There he was, less than a month ago, browbeating Barack Obama and finally finding his fire. Then Election Day dawned, Ohio was declared, and Mitt Romney waved goodbye to his White House dreams with a shellshocked "Thanks, guys." And that was that. No "You won't have Romney to kick around anymore" tirade. No demands for a recount or talk of hanging chads. Sure, he tried to sling a little mud by claiming Obama had bought off Hispanics, but even GOPers called the comment "nuts." No—by and large, Romney's fade has been quick and quiet. His last tweet was on Nov. 10. He's not making the talk-show rounds.
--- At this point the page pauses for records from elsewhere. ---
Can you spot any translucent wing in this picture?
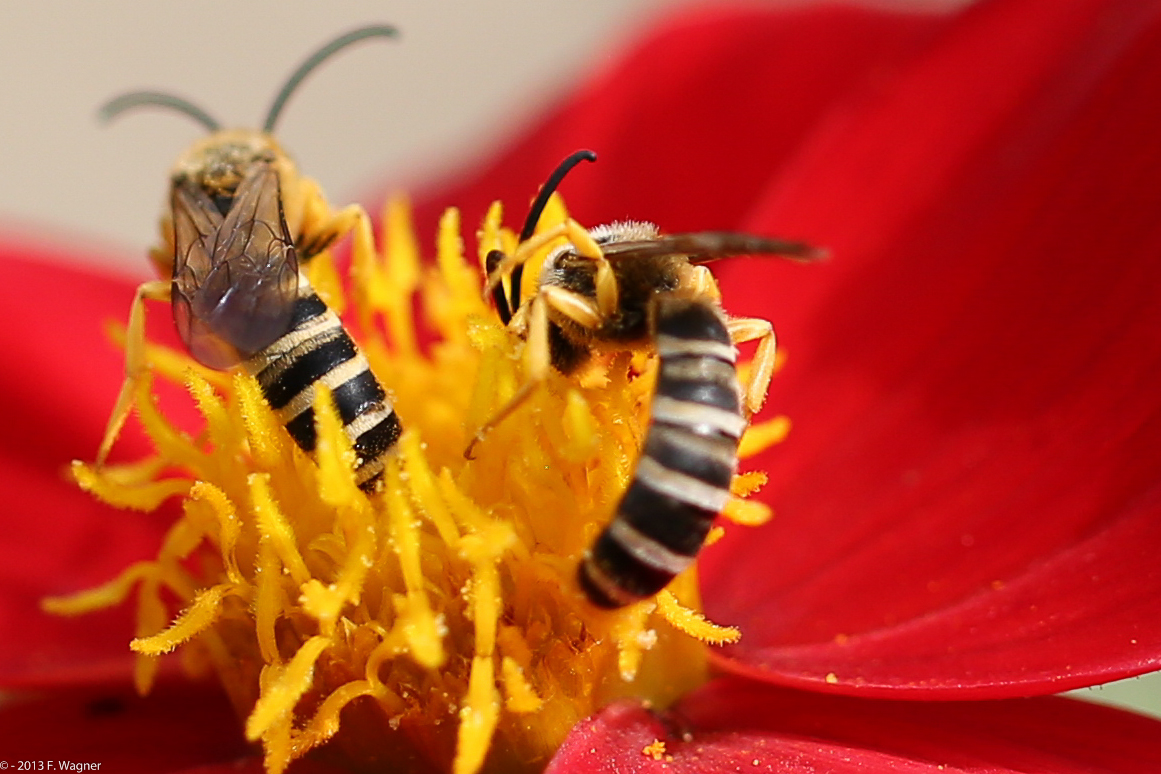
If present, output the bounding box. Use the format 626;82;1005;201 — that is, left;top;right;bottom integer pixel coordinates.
172;161;298;368
601;231;825;263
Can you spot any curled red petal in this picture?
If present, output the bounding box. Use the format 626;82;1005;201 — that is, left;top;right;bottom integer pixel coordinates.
0;245;190;687
394;5;945;243
548;680;1161;774
702;0;1161;697
0;683;253;774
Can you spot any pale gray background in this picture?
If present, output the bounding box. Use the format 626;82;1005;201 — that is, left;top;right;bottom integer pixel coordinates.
0;0;1161;716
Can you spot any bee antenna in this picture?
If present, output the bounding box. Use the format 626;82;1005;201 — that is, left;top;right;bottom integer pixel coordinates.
520;151;597;241
262;24;398;132
96;92;222;132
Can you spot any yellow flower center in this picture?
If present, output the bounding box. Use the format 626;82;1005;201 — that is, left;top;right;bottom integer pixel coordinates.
45;194;786;774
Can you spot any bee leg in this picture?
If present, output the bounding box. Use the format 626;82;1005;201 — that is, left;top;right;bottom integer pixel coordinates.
463;285;603;460
96;280;171;468
484;218;603;311
727;317;777;419
296;180;368;261
680;266;722;304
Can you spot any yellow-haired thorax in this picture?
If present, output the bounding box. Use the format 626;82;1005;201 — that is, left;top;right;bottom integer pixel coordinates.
45;193;779;774
150;129;343;277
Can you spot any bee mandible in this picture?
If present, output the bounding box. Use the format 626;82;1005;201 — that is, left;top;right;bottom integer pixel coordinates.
96;26;402;491
476;151;823;608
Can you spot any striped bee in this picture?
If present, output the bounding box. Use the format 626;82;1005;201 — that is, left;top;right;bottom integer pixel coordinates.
476;151;821;608
98;26;402;491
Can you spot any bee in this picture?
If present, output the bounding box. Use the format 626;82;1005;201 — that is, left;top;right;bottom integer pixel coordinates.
96;26;402;491
476;151;822;608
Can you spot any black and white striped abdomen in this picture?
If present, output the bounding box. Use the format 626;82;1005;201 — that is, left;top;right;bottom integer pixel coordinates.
245;275;402;491
579;297;747;608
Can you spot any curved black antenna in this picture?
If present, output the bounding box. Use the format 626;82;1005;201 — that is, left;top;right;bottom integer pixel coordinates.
262;24;398;132
509;150;597;310
96;92;222;132
520;151;597;241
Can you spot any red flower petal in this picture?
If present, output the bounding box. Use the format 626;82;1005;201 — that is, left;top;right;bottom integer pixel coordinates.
0;246;184;687
548;680;1161;774
704;1;1161;697
0;685;253;774
394;7;945;242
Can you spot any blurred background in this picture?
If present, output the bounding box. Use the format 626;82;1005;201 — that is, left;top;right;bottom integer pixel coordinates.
0;0;958;277
0;0;1161;716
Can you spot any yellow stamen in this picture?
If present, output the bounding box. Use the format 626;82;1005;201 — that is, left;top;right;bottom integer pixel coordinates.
44;196;787;774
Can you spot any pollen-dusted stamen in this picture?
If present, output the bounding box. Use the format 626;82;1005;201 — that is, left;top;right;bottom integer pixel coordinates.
45;197;785;774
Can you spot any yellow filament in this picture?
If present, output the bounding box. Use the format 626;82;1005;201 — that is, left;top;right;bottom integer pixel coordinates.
56;192;788;774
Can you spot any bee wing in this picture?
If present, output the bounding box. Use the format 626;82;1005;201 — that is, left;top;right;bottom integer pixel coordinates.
172;162;298;368
601;231;825;263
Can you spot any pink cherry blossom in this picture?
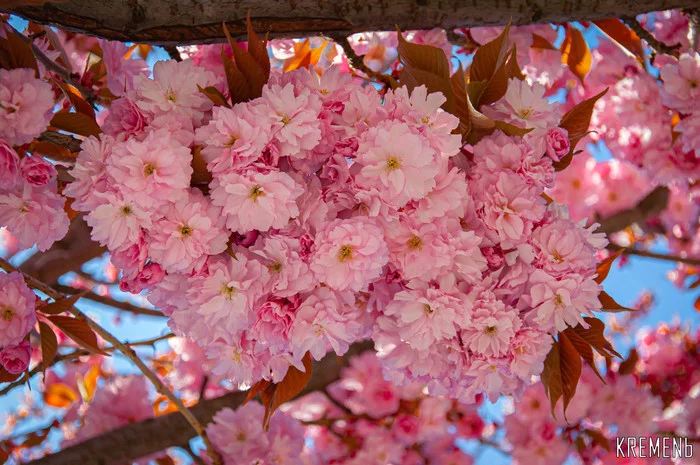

Paparazzi are having trouble finding him—and when they do, he's in the middle of the most yawnworthy of tasks (pumping gas, taking the clan to Disneyland). Clearly the man's not planning a big comeback.

Some may call this smart. But compare Romney's dissolve with the 2008 behavior of Sarah Palin, who wasn't even the Republican nominee, though she might as well have been. At John McCain's final rally, Palin arrived with her own big speech prepared—verifying, to McCain's disgruntled aides at least, that the glossy Alaska governor had ambitions far beyond running-mate status. Sure enough, she soon churned out a memoir and landed a job with Fox News. Even if Palin never runs for president, she's now an indelible part of the political landscape. So how is it that some losers go on to fame and fortune, while others vanish into obscurity?

Perhaps Palin can teach us some lessons about being a memorable loser. Let's start with the fact that we never actually expected her to go gently into the good night. The "Thrilla From Wasilla" was larger than life—unapologetically, authentically. And Americans ate it up—even the haters. Palin understood that we would. She also knew to surround herself with symbols that conjured up her aura. Now when we talk of "hockey moms" and "pit bulls," we think of Palin in her red suit and stilettos, tossing off folksy "you betchas!" and going straight for the liberal jugular.

It's quite a coup to craft an image that can survive a crushing defeat. At the year's other big competition, the London Olympics, a host of similarly unforgettable losers emerged. Ryan Lochte may have never bested Michael Phelps, but the moment he donned a blinged-out grill for the cameras, his celebrity status was cemented. Now we'll get to watch him partying with Prince Harry in Vegas and "jeah"-ing his way through Fashion Week in perpetuity. Meanwhile, McKayla Maroney may have botched her vaults, but her disgusted expression became an instant Internet meme. Maroney is famous because she lost—and because she shared with us a moment of raw anger and anguish. We rewarded her for it by sympathizing with, and then idolizing, her. Even in loss, go big or go home.

Which brings us back to Romney. All along, with the brief exception of the first debate, the GOP candidate seemed to hesitate and waffle. He changed his positions so often, we had trouble knowing who the man was—even when he was right in front of us, there was a curious emptiness to his image. Now he's gone, leaving behind the modest totems of hair pomade and the number 47. The national attention demands a bigger hero or villain. Good thing that 2016, and the prospect of a Christie-Hillary showdown, is just around the corner.